During 5.1 ± 2.1 years, 63 hospitalizations for acute decompensated heart failure and 125 incident atherosclerotic cardiovascular events occurred.
Plasma BNP was inversely correlated with neprilysin activity (before adjustment for glomerular filtration rate: r = -0.118; p = 0.006; after adjustment: r = -0.193; p < 0.001), but not with neprilysin concentration (r = -0.022; p = 0.603 and r = 0.065; p = 0.132, respectively).
Both in univariate Kaplan-Meier and in multivariate Cox regression analyses, high plasma BNP and low, rather than elevated, neprilysin activity predicted future hospitalization for acute decompensated heart failure, whereas neprilysin concentration was not predictive. Further, BNP was an independent predictor of incident atherosclerotic cardiovascular events, while neprilysin concentration and activity were not.

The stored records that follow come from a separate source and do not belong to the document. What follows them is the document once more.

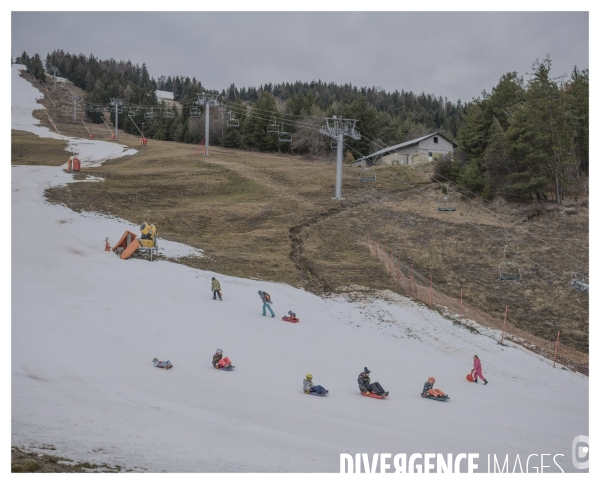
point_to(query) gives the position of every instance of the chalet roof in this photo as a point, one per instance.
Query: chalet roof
(404, 145)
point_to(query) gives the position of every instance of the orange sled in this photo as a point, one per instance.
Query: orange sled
(373, 395)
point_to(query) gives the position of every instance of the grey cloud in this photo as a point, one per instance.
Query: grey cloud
(452, 54)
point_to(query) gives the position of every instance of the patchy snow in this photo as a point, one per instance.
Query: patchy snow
(24, 101)
(164, 94)
(86, 325)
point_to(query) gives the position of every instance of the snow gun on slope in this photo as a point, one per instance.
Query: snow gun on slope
(130, 245)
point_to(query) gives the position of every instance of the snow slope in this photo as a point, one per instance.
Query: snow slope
(164, 94)
(86, 325)
(24, 101)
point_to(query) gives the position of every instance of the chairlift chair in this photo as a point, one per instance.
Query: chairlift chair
(367, 175)
(580, 283)
(509, 271)
(443, 203)
(284, 137)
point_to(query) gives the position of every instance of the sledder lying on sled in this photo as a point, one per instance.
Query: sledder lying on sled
(433, 393)
(291, 317)
(368, 389)
(311, 389)
(162, 364)
(220, 363)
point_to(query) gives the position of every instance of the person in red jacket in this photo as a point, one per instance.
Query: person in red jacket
(477, 369)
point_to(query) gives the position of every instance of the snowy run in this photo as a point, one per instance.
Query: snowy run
(86, 326)
(24, 101)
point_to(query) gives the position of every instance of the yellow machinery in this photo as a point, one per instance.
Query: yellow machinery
(148, 238)
(131, 245)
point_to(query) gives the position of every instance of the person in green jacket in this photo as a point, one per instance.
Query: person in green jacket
(216, 289)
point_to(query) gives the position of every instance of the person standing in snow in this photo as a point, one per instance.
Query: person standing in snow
(310, 388)
(365, 385)
(429, 391)
(266, 299)
(219, 361)
(477, 369)
(216, 289)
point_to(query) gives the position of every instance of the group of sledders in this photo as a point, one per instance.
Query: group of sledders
(374, 389)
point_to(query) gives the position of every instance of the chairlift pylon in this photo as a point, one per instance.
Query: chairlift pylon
(232, 122)
(509, 271)
(273, 128)
(580, 283)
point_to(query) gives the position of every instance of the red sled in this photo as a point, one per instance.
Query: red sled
(373, 395)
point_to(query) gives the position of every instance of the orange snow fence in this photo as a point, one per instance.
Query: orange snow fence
(553, 350)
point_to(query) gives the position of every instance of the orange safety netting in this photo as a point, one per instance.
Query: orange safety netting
(553, 350)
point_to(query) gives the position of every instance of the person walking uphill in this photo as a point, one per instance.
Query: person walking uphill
(477, 370)
(215, 287)
(266, 299)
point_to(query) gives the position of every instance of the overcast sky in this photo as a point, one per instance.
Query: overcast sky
(452, 54)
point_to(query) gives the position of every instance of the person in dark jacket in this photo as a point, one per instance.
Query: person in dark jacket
(266, 299)
(215, 287)
(365, 385)
(310, 387)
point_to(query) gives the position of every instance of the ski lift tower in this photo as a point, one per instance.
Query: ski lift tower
(208, 101)
(116, 103)
(337, 128)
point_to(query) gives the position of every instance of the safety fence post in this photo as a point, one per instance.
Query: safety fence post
(504, 325)
(556, 349)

In line with experimental studies, high natriuretic peptides may inhibit neprilysin activity in CKD. In accordance, high neprilysin activity and concentrations are no predictors of adverse cardiovascular outcome in CKD patients. Thus, neprilysin inhibitors should be implemented with caution in patients with advanced CKD, and further studies are needed to better understand the benefits and risks of neprilysin inhibitors in these patients.